President Nasheed was elected the President of the Maldivian Democracy Party in August 2014.
In March 2015, the Maldives Criminal Court sentenced Nasheed to 13 years in jail for “terrorism” in a blatantly politicised trial strongly condemned by numerous governments and civil society organisations. Nasheed spent a year in jail, before being permitted to travel to the UK for medical treatment, where he was promptly granted political asylum. The regime banned Nasheed from contesting the 2018 presidential elections, despite him winning the Maldivian Democratic Party (MDP) primaries. His childhood friend and leader of the MDP parliamentary group, Ibrahim Mohamed Solih, contested in his stead, and won a landslide victory.

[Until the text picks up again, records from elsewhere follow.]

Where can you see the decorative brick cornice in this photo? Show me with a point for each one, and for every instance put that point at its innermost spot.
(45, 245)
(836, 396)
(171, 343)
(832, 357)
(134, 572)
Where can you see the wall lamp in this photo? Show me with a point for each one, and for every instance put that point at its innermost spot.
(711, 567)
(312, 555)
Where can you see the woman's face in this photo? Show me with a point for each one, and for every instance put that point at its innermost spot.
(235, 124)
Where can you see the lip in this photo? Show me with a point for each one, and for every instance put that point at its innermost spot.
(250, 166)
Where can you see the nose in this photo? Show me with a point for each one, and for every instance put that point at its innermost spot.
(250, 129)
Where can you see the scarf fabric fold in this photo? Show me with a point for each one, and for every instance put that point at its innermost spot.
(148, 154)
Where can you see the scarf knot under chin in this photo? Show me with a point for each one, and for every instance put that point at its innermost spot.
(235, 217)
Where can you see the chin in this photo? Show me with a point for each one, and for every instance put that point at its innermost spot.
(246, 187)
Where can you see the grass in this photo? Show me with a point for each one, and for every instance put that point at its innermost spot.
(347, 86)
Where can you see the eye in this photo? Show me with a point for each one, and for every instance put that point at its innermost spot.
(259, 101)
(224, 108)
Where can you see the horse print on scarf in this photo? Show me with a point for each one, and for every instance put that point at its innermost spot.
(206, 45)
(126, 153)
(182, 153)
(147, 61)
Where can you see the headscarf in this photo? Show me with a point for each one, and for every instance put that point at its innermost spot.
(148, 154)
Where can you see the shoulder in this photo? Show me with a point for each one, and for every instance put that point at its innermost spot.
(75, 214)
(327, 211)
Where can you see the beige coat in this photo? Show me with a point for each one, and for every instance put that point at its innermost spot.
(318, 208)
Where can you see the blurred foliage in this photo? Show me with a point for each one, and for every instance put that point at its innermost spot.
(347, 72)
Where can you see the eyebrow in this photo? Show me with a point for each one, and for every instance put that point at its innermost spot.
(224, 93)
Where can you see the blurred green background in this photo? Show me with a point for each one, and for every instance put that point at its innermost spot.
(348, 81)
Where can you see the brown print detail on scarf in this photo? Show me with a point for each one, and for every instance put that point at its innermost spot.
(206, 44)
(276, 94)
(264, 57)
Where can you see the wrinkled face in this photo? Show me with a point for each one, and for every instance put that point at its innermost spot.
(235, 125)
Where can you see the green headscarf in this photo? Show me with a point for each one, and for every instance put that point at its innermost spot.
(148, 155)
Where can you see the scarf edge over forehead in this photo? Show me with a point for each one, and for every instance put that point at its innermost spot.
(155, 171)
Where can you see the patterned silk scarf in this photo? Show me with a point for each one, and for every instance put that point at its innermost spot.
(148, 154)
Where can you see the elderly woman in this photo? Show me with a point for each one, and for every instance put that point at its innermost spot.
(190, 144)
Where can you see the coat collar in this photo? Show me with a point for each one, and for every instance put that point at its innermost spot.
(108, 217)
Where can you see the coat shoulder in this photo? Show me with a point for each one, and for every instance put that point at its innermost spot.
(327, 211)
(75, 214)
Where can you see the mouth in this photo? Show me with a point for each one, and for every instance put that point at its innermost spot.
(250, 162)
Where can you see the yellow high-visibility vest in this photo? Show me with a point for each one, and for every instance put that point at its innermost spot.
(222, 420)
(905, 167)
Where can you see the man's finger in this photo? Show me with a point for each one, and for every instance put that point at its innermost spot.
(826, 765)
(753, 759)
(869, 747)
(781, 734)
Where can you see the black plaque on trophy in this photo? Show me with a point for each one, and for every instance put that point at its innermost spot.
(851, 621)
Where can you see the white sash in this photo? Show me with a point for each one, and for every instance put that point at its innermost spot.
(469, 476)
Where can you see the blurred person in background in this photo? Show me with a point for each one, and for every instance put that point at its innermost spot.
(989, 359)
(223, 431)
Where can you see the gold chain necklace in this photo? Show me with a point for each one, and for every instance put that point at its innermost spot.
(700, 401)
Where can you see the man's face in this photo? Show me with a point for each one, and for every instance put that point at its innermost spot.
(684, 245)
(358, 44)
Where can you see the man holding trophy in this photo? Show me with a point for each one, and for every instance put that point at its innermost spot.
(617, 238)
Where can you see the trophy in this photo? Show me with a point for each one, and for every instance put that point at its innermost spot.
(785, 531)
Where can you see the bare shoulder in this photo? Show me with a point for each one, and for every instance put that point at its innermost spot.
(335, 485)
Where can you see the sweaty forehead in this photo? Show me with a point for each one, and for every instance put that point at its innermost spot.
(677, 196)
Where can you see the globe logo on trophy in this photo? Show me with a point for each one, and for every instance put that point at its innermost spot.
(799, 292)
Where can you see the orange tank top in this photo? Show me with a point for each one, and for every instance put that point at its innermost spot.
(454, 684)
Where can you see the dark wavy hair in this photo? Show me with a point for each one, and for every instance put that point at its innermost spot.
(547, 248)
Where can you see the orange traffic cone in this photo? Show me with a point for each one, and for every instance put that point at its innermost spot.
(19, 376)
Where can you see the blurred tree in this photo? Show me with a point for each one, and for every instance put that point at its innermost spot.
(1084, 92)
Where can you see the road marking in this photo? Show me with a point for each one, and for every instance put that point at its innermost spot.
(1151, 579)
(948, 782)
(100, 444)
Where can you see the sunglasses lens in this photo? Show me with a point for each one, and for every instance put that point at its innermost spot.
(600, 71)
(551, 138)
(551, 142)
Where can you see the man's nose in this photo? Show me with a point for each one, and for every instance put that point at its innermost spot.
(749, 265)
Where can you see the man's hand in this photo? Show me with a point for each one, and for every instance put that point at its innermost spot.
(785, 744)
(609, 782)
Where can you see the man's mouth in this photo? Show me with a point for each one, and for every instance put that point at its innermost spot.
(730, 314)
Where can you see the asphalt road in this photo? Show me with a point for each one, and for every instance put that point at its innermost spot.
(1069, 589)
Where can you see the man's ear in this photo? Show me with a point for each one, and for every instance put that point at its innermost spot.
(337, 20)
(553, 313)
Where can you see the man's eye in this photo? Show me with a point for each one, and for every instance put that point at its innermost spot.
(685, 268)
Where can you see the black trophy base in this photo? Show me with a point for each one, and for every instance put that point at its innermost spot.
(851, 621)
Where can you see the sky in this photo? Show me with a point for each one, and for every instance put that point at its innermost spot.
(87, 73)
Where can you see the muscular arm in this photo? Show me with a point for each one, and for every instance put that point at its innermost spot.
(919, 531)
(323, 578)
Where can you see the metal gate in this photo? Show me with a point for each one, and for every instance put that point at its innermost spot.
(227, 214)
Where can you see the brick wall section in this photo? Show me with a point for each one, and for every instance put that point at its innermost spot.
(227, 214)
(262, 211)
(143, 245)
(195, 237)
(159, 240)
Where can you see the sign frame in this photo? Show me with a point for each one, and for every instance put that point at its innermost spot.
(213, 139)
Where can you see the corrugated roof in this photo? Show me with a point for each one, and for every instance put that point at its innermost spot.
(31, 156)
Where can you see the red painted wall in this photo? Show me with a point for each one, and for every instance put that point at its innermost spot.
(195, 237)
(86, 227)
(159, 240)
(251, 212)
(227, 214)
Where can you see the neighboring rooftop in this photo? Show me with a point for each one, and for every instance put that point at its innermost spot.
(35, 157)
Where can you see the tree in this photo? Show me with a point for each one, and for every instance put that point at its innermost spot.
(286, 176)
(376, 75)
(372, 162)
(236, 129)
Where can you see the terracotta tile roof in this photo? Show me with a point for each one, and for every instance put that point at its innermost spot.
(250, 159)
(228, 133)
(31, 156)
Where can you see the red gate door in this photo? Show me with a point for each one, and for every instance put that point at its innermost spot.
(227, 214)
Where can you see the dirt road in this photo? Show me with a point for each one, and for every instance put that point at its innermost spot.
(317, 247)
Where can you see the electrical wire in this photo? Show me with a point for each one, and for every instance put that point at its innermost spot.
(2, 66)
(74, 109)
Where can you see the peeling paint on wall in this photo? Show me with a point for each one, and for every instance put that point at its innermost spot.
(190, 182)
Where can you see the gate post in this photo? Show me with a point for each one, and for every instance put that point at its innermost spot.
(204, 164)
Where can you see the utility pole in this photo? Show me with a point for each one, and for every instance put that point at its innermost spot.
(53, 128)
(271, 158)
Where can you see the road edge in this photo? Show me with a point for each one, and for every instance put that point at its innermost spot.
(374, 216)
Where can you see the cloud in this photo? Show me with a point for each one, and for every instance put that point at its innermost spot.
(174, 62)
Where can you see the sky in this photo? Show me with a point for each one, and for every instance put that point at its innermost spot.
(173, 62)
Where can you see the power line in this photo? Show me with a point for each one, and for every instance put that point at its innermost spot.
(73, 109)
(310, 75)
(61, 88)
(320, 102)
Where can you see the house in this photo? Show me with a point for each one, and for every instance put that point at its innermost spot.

President Solih was sworn into office on 17 November 2018. President Nasheed won the 2009 Anna Lindh Prize, in recognition of his work promoting human rights, democracy and environmental protection. In September 2009, Time Magazine declared President Nasheed a ‘Hero of the Environment’. In April 2010, the United Nations presented Nasheed with its ‘Champions of the Earth’ environment award. In August 2010, Newsweek named President Nasheed in its list of ‘World’s Ten Best Leaders’. In 2012, The Island President, a documentary feature film about Nasheed, was released in theatres worldwide. In June 2012, Nasheed was presented with the James Lawson Award for the practice of non-violent action. In November 2014, President Nasheed was presented the Mission Blue Award, which Dr. Sylvia Earle honoured for his distinguished work on climate change advocacy. In November 2016, President Nasheed was appointed to the Board of Directors of Freedom Now, a nonpartisan nonprofit organization, founded in 2001, with charitable status in the U.S. and the UK. President Nasheed was bestowed the prestigious ‘2017 Courage Award’ in Februray 2017 by a coalition of 25 international human rights groups at the 9th annual Geneva Summit for Human Rights and Democracy.